The Israeli company’s shares have jumped 170% this year, boosted by a tie-up with Japan’s Panasonic.

TowerJazz chip-fabrication plant.
TowerJazz

For a long time TowerJazz, the maker of semiconductors, wasn’t considered one of the jewels in the crown of its controlling shareholder, The Israel Corporation. But this year has seen Tower shining brighter, with its share price soaring 170% – by far the biggest gain of any stock in the Tel Aviv Stock Exchange’s TA-100 index.

At first glance, Tower’s numbers don’t add up to a company with a $730 million market capitalization. While its revenues have almost doubled, thanks to a new chip-manufacturing tie-up with Japan’s Panasonic, Tower has turned in losses for the last two quarters.

But part of those losses were due to big depreciation expenses, which don’t represent cash losses and are tied to capital spending made in the past. Looking at the company’s earnings before interest, taxes, depreciation and amortization, or Ebitda, Tower looks much stronger. In the third quarter, operating profit reached $37 million, up from $33 million in the second and $21 million a year earlier. For investors, that’s a key indicator.

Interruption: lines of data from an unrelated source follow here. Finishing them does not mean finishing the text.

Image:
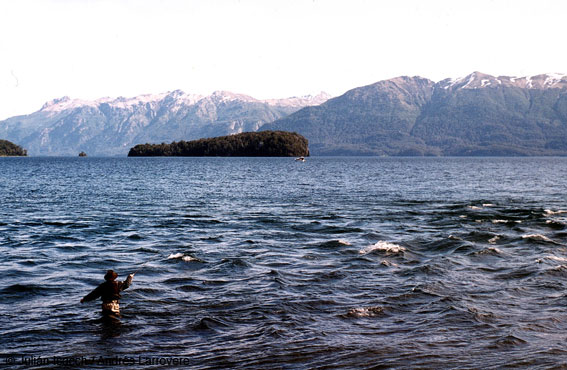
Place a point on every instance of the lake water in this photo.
(271, 263)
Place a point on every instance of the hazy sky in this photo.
(266, 49)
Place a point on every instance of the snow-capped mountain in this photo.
(478, 114)
(110, 126)
(478, 80)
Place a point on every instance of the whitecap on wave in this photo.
(365, 312)
(182, 257)
(383, 246)
(549, 212)
(494, 239)
(537, 237)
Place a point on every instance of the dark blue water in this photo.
(271, 263)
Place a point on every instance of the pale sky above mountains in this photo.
(89, 49)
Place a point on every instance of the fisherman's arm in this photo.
(126, 283)
(92, 295)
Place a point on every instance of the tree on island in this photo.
(247, 144)
(9, 149)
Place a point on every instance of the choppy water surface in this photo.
(271, 263)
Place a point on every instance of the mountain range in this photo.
(478, 114)
(111, 126)
(475, 115)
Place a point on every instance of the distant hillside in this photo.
(108, 127)
(248, 144)
(475, 115)
(9, 149)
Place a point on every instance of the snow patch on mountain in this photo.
(477, 80)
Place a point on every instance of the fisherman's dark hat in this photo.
(110, 275)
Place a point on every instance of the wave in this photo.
(365, 312)
(183, 257)
(549, 212)
(538, 237)
(384, 247)
(494, 239)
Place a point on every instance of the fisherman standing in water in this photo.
(109, 292)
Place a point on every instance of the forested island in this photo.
(247, 144)
(9, 149)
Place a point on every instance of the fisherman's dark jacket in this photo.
(109, 291)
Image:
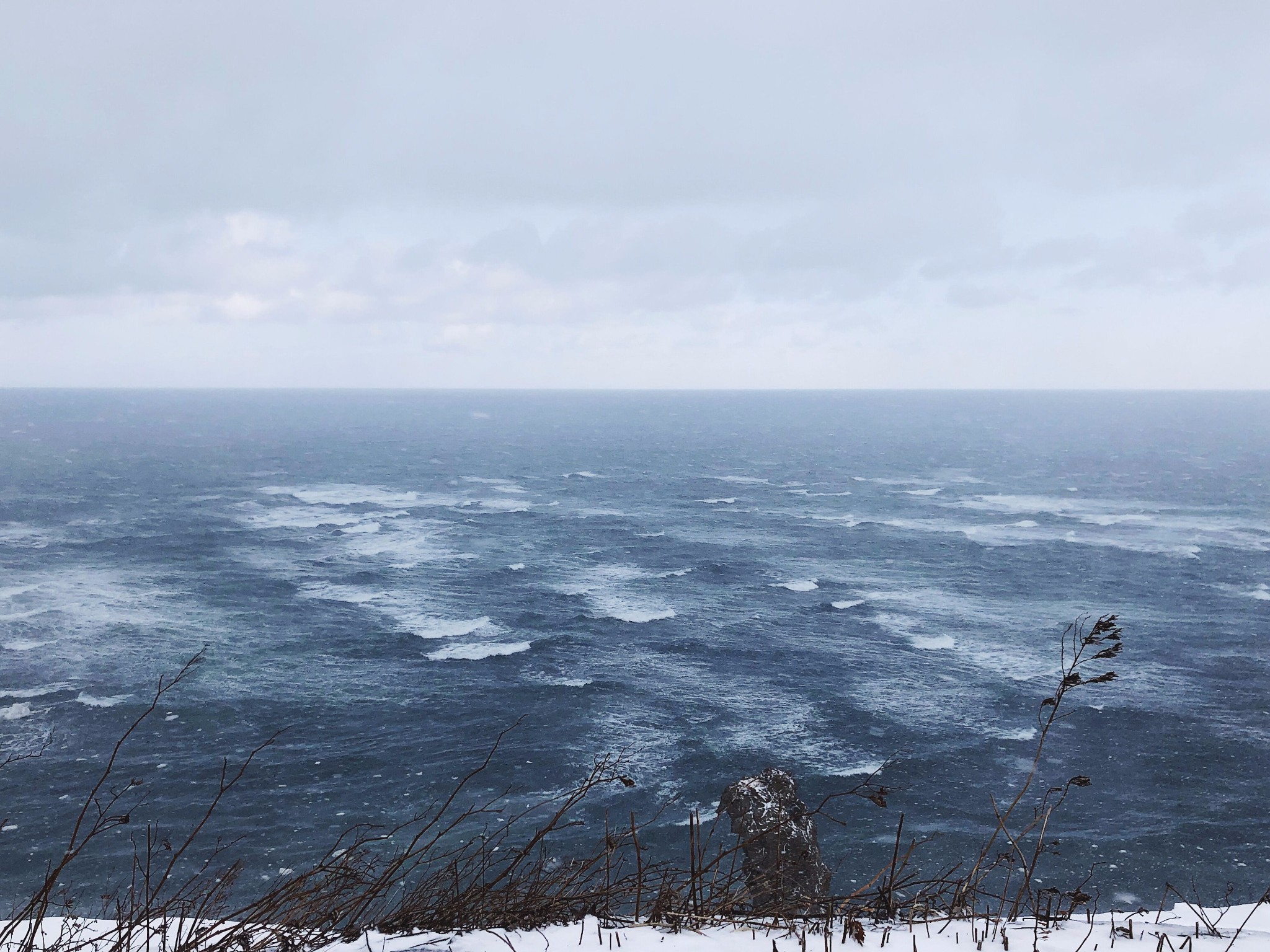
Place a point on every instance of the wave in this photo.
(855, 770)
(493, 506)
(16, 712)
(479, 650)
(562, 682)
(448, 627)
(19, 535)
(1020, 734)
(610, 592)
(340, 593)
(296, 517)
(893, 482)
(798, 586)
(1028, 532)
(406, 546)
(84, 699)
(933, 643)
(350, 494)
(33, 692)
(626, 610)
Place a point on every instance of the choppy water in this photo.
(718, 580)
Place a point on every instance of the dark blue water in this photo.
(718, 582)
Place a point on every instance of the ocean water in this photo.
(709, 582)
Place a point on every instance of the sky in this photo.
(1065, 193)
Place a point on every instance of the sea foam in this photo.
(478, 650)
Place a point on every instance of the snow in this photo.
(1176, 926)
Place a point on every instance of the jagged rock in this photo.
(783, 862)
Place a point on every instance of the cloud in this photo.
(644, 193)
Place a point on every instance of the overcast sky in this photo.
(636, 195)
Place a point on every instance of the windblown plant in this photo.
(473, 862)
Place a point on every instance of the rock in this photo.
(783, 862)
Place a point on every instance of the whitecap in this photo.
(848, 521)
(564, 682)
(300, 517)
(340, 593)
(91, 701)
(609, 591)
(16, 711)
(625, 610)
(1021, 734)
(447, 627)
(478, 650)
(935, 643)
(346, 494)
(798, 586)
(33, 692)
(362, 528)
(864, 767)
(498, 506)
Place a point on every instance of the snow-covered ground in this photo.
(1178, 926)
(1244, 928)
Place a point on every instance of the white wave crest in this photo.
(478, 650)
(91, 701)
(347, 494)
(448, 627)
(798, 586)
(300, 517)
(33, 692)
(16, 712)
(611, 592)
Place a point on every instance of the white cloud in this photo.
(643, 195)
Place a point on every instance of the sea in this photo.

It’s an impressive achievement for a tiny company competing against giants like Intel and Infineon and other semiconductor foundries – companies who contract Tower to make their semiconductors – like Taiwan’s TSMC and China’s SMIC. Chip-making is a volume business and demands heavy and continuous capital spending. Tower’s market niche is Tier 2 and Tier 3 companies.

Teaming up with Panasonic

The reason for Tower’s sharply improved results is its 51% stake in the joint venture with Panasonic joint venture formed a year ago. The Japanese company moved its three manufacturing facilities based in Hokuriku, Japan which have been producing large scale integrated circuits for over 30 years, into the JV and committed to buying chips from it for the next five years. Tower invested $7.5 million of its own capital in the undertaking.

The joint venture has generated $400 million in new revenues for Tower, which adds up to an annual rate of $900 million – almost doubling the company’s total sales. And Tower is planning to increase revenue from the Japanese venture by another $150 million in 2016. This week Tower announced that Fairchild Semiconductor had started mass production at the joint venture plant.

Meanwhile it is shutting one of the three plants, which should trim some $130 million of its fixed costs.

Tower's further plans include consulting and supporting the establishment of a chip facility in India at an investment of $4 billion by the local government. Construction of the plant, in partnership with IBM, pends approval by the Indian government.

Even without the Panasonic JV, Tower has seen a big improvement in its business. Organic growth from its 10 biggest customers has grown 34%.

Russell Ellwanger, Tower’s American CEO, is the one behind the turnaround. He inherited a company deep in debt and close to insolvency, but promised a few years ago the company would reach $1 billion in sales by 2015. Right now, Ellwanger’s forecast is pretty close to the mark.

Analysts are forecasting that Tower will end 2014 with revenues of $828 million, up from $505 million in 2013. Net profit with reach $15.8 million, turning around from losses of $107.7 million last year and $70.3 million in 2012.

On Wednesday, Tower shares closed 2.9% higher at 54.31 shekels ($13.81) in Tel Aviv.

Debt burden

Still the company remains burdened by debt. Tower owes $285 million to bondholders and another $210 million to banks. To help improves it leveraging, the company recently signed a new financing agreement with Bank Leumi and Bank Hapoalim. The $111 million it owes them was due to be repaid in the next two years; under the new accord, repayment will be spread out through October 2018.

The new agreement will help reduce the losses the banks have suffered with Tower from a $500 million loan they made a decade ago. In 2008, after several years of losses, Tower won consent from the two banks for each to write off $100 million of the debt, leaving it with debt of just $200 million outstanding.

In exchange, Israel Corporation, which owns about a third of Tower, agreed to inject additional capital into the company and the banks were given notes convertible to equity. Leumi and Hapoalim did just that two years ago, giving them each of them a 14% stake in Tower. More recently, the two banks took advantage of the rally in Tower shares to sell and are no longer major shareholders.